Ахав прокладывает маршрут корабля и направляет действие романа, вписывая его в древнейший эпический сюжет о противоборстве героя и чудовища. Взору повествователя — соответственно, воображению читателя — капитан «Пекода» предстает впервые на мостике-пьедестале: «Весь он, высокий и массивный, был точно отлит из чистой бронзы, получив раз навсегда неизменную форму, подобно литому Персею Челлини» (137). Измаил описывает фигуру Ахава с невольно-трепетным восхищением: она великолепно экспрессивна как выражение «несгибаемой твердости и непреоборимой, упрямой целеустремленности» (138). Однако при ближайшем рассмотрении в позе этой обнаруживается ненатуральность: капитан-калека держится прямо, подобно мачте, но опирается при этом на искусственную костяную ногу; он «незыблем» на зыбкой палубе корабля исключительно благодаря специально выдолбленным отверстиям, в которые эта нога вставляется. В дальнейшем, когда охота на белого кита вступает в решающую фазу и Ахав сам назначает себя еще и главным дозорным, он придумывает новое техническое ухищрение — блок, насаженный на грот-мачту, и пропущенный через него канат позволяют ему поднять себя еще выше над палубой в гнезде-корзинке, откуда можно оглядывать «безбрежное море на многие мили вперед и назад, вправо и влево» (518). Ирония всех описанных ситуаций в том, что «царственный» индивид зависим в своих героических претензиях — с одной стороны, от технологий-«протезов», а с другой, от «низших», чем он, людей: например, от старшего помощника Старбека, который держит в руках свободный конец каната, или от корабельного плотника, кузнеца (величественная статуарность капитана — дело их рук). Так реализуется мотив демократической «взаимозадолженности» (inter-indebtedness) — как принципа, организующего социальную жизнь. То, что за пониманием этого принципа приходится плавать так далеко — в мир, предельно непохожий на городскую, сухопутную, буржуазную повседневность, — один из важных парадоксов романа, возможно, даже центральный.

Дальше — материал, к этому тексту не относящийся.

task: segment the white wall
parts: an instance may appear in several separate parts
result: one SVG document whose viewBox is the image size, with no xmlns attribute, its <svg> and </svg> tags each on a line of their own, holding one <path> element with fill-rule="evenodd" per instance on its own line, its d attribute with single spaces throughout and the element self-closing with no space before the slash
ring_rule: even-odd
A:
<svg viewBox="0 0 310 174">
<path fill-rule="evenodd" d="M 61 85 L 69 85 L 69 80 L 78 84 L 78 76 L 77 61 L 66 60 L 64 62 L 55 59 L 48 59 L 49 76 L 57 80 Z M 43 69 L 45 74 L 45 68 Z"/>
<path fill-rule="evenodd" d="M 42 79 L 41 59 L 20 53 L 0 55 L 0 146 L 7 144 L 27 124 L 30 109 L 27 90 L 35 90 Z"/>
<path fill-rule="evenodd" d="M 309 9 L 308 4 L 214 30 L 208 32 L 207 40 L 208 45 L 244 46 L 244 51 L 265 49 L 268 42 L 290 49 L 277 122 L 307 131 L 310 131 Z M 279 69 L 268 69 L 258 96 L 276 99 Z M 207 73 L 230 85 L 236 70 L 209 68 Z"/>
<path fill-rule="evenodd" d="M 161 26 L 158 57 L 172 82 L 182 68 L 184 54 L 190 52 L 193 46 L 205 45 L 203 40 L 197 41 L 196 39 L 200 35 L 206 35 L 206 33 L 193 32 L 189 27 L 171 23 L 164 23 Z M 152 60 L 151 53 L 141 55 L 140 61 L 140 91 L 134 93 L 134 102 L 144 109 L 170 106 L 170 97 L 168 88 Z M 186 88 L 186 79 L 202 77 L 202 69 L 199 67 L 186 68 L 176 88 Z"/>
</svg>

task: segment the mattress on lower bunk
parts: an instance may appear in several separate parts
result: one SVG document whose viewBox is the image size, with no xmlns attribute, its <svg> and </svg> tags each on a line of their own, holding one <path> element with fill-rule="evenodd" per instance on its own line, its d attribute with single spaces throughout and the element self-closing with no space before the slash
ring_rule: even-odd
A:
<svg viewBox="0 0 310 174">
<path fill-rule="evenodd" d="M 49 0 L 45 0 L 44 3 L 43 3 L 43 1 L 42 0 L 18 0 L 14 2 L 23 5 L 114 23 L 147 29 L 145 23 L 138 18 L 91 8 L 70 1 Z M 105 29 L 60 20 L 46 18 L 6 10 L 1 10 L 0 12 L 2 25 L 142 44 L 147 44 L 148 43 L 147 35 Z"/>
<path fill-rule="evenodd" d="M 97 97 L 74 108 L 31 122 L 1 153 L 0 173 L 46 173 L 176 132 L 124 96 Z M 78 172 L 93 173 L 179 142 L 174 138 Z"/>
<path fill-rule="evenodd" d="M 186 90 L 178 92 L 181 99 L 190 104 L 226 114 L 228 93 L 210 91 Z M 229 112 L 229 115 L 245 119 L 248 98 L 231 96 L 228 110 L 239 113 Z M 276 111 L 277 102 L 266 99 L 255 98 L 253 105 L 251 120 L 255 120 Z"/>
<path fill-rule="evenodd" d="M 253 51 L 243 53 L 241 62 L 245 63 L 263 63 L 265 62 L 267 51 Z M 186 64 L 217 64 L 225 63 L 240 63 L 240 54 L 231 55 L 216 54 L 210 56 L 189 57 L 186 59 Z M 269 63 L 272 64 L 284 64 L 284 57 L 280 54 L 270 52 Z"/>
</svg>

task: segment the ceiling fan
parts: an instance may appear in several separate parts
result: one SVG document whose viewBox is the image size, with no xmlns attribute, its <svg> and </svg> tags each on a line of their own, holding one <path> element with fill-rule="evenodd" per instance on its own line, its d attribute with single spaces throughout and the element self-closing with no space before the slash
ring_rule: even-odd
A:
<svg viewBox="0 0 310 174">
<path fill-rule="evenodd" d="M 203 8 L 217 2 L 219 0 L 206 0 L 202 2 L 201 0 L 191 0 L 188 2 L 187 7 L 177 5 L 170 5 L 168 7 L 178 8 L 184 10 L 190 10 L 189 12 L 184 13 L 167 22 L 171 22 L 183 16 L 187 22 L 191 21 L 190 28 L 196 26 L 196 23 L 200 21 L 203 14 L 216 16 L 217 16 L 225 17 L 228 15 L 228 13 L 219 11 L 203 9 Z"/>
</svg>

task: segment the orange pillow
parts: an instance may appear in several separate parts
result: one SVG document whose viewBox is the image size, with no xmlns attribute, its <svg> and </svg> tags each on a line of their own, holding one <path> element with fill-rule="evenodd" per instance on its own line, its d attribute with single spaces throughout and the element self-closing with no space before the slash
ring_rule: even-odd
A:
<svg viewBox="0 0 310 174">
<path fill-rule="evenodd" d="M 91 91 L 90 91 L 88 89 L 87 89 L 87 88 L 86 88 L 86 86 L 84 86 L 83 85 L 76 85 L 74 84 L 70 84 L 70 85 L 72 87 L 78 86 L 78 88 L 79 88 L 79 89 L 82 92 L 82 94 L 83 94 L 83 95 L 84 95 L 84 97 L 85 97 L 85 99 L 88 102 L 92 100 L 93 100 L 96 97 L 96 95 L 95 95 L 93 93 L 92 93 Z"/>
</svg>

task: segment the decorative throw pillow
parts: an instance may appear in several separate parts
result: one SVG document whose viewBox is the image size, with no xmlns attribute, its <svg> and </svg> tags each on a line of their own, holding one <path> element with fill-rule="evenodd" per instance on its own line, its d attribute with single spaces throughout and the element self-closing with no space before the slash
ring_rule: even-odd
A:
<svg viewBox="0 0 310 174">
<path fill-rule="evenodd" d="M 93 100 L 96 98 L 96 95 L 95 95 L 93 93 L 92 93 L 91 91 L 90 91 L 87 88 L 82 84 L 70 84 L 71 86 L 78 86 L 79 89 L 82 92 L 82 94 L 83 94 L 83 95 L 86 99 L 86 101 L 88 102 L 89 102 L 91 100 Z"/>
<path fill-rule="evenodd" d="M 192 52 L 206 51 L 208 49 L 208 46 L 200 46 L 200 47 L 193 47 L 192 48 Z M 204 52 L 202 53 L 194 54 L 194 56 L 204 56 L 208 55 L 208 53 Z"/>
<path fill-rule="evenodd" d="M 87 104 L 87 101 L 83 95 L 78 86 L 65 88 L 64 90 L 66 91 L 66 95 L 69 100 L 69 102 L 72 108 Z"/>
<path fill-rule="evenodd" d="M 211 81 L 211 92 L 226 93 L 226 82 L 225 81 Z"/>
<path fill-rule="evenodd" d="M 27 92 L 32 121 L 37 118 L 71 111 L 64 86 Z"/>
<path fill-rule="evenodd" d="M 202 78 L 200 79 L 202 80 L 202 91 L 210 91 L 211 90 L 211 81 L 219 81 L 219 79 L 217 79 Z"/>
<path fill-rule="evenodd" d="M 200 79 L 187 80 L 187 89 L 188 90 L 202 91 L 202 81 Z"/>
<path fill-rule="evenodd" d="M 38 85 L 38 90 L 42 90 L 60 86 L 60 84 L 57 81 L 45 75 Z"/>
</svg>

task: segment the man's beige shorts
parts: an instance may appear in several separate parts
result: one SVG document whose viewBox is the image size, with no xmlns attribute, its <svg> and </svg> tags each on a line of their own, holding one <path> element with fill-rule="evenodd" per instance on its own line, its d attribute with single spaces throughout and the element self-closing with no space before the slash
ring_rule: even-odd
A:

Древнейшая должность впередсмотрящего, рассуждает Измаил в главе XXXV «На мачте», ведет счет от Вавилонской башни, первой грандиозной каменной мачты на корабле человечества, от египетских пирамид и Родосского колосса… «В наши дни мачтовые дозорные — это бездушная когорта железных, каменных и бронзовых людей», в числе каковых далее упоминаются Наполеон на вершине Вандомской колонны, генерал Вашингтон на колонне в Балтиморе, адмирал Нельсон на своем чугунном Трафальгарском возвышении. Образ впередсмотрящего на корабле соединяется с образом Героя, человека-монумента, возвышенного или себя возвысившего на пьедестал. Больно чувствуя контраст героического образа и реальной ограниченности существования, Ахав говорит в сердцах, что, будь его воля, велел бы себя перековать, увеличив в масштабе: чтобы «рост пятьдесят футов от пяток до макушки; потом грудь по образцу Темзинского туннеля… руки в три фута толщиной у запястий; сердца вовсе не надо; лоб медный и примерно с четверть акра отличных мозгов; и потом, постой-ка, стану ли я заказывать ему глаза, чтобы он глядел наружу? Нет, но на макушке у него будет особое окно, чтобы освещать все, что внутри» (460). Последнее — в противоположность опять-таки обыкновенному, заурядному человеку, который не может смотреть прямо в слепящий солнечный зрак — даже вперед и по сторонам он видит по-настоящему крайне мало.
Все свои упования люди сосредоточивают поэтому на фигуре героя, символической, монументальной, но полой[298]
и к упованиям глухой: «Ни великий Вашингтон, ни Наполеон, ни Нельсон никогда не ответят, если окликнуть их снизу, как бы отчаянно ни призывали их помочь советом те, кто мечется, обезумев, по палубе у них под ногами; а ведь духовные очи их, надо думать, проникают сквозь густую дымку будущего и различают мели и рифы, которые следует обойти стороной» (167). Зависнув между недостижимой высью и подножием собственного пьедестала, герой обречен на непонимание «низших», притом что остро зависим от их желания его понять. Ахава — как и Авраама, героя веры у Кьеркегора, — невозможно «объяснить», с ним невозможно «отождествиться» путем сопереживания, о нем вообще «нельзя рассказывать… без оговорок, не подвергаясь риску, что отдельный человек запутается»[299]. Рассказ об Ахаве, собственно, и состоит весь из таких оговорок, по большей части воспроизводящих палубное разноречие. Обширная «толща» середины романа устроена так, что рассказчик (Измаил), переставая сам участвовать в романном действии, превращается в обезличенный голос и взор, предоставляет читателю воспринимать Ахава так и этак[300], остро сознавая невозможность сочувствовать ему, но также и невозможность ему не сочувствовать.